By Tim Hakki
3 min read
The shockwaves from FTX’s historic collapse are still being felt across the industry today, but some industry segments, like DeFi, are actually doing better because of it.
Trading volumes on decentralized exchanges (DEXs) hit a whopping $32 billion over the last seven days, according to data from Dune Analytics.
The lion’s share of the volume comes from Uniswap, which accounts for $20.9 billion of the trades made over the same period.
On November 8, volumes on Uniswap more-than-tripled from the day before. That was the same day Binance announced it had signed a non-binding agreement to bail out FTX for an undisclosed amount.
Just a day before, trading volume had been nearly $1.3 billion—a more or less average day at Uniswap over the last month. However, in the wake of the bailout news, volumes spiked to just over $4.2 billion.
Many exchanges posted an overnight doubling of trade that day, including Curve, which went from $700 million to $1.3 billion.
Smaller DeFi platforms also benefited. On Friday, 1Inch network, an aggregation platform for various DEXs, tweeted gains across all of its protocols over the 24-hour period immediately preceding the announcement.
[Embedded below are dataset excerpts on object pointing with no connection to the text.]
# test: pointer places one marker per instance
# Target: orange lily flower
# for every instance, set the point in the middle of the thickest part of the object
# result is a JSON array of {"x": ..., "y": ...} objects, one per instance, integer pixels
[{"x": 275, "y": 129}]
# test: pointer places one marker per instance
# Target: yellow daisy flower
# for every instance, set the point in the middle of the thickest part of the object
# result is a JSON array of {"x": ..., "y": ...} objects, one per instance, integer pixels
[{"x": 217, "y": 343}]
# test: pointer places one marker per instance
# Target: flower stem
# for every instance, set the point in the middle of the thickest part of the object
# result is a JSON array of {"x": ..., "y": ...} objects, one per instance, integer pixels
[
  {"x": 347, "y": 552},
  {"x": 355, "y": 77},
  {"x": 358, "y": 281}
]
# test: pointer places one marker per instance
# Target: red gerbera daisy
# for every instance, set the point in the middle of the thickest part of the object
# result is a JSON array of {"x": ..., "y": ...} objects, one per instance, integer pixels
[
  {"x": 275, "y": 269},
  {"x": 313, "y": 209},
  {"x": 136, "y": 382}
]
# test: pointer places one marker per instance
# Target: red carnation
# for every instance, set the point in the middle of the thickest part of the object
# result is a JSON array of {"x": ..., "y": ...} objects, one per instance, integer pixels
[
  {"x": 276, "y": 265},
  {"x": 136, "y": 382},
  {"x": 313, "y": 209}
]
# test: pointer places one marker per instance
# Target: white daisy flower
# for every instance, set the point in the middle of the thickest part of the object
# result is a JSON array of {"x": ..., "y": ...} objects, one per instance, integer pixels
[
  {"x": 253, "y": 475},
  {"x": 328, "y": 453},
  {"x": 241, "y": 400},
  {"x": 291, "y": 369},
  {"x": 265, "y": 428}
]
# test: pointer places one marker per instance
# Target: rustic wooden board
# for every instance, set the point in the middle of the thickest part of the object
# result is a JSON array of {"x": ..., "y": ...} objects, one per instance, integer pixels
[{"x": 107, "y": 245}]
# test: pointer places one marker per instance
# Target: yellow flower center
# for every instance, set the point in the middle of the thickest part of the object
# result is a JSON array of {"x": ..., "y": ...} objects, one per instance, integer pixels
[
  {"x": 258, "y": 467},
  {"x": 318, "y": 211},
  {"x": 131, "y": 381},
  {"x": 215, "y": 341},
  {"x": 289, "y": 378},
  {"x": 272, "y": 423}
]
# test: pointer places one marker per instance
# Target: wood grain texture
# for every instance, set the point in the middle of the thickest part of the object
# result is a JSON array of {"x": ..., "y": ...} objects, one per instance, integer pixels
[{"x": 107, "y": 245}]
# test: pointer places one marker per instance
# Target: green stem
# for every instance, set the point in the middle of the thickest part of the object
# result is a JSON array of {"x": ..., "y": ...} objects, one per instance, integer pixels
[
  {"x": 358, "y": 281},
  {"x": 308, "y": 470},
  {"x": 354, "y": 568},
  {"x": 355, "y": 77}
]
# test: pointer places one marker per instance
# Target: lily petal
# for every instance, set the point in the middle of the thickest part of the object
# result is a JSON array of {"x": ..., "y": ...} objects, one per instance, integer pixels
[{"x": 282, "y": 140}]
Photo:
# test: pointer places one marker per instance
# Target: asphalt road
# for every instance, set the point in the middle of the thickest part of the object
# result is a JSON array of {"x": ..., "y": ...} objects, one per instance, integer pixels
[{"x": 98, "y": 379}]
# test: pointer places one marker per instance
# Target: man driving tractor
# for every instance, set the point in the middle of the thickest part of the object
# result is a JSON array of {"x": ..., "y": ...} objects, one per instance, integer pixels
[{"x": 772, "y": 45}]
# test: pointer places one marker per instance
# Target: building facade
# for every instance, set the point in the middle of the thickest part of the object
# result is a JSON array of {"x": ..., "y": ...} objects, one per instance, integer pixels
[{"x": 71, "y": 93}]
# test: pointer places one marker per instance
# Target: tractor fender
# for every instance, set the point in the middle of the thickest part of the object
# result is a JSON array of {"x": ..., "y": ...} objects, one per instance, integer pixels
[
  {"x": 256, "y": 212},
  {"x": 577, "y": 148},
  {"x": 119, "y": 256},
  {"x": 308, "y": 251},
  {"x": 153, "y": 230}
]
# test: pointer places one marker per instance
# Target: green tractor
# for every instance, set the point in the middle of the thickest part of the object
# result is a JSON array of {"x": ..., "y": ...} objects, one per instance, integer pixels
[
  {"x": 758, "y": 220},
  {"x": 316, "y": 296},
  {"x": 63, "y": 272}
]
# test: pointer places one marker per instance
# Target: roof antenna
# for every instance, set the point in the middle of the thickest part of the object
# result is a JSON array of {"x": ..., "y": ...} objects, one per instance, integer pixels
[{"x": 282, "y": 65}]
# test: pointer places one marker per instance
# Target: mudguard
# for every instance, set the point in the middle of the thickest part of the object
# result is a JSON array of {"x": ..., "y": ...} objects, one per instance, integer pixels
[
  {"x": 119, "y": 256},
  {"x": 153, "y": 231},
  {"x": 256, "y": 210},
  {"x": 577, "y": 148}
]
Dune data indicates that the network hosted over $5.3 billion in volume over the last week.
The rising popularity of decentralized exchanges over the last week is not surprising considering the biggest horror stories of the industry’s ongoing liquidity crunch—dubbed “crypto winter”—have all followed a similar pattern.
Lenders like Hodlnaut, Vauld, Celsius, and Singaporean exchange Zipmex all suspended customer crypto withdrawals because of “recent market conditions,” a term which is a bit of a euphemism for “not having the liquidity to meet outstanding redemption requests.”
All of them are bankrupt now.
Withdrawal freezes are ostensibly taken to “stabilize liquidity,” a phrase used in Celsius’ withdrawal freeze announcement and paraphrased by various others who have frozen customer funds.
In FTX’s case, the decision to freeze withdrawals was taken after the exchange struggled to meet demand for a staggering $6 billion worth of requests in just 72 hours.
So, how can consumers avoid the obvious risks of custodying their crypto with a centralized exchange? To DeFi fans, the answer is obvious: enter decentralized exchanges.
Because DEXs don’t interact with banks at all, customers have to have digital assets in their possession already to use one; the customer experience is a little more complicated than with centralized exchanges too.
However, what they lose in terms of user-friendliness, they can make up for in security (at least in terms of mitigating some of the damage caused by FTX). This is because DEXs are self-custody solutions.
That means you hold the private keys yourself, and unless they get compromised, your crypto is immune from freezes and outages caused by routine maintenance work.
If there’s one silver lining to the terrible liquidity crises blowing up across the industry, it’s that crypto appears to be returning to first principles and reexamining its founding ethos of decentralization.
After all, centralized interventions were the very reason crypto was created in the first place.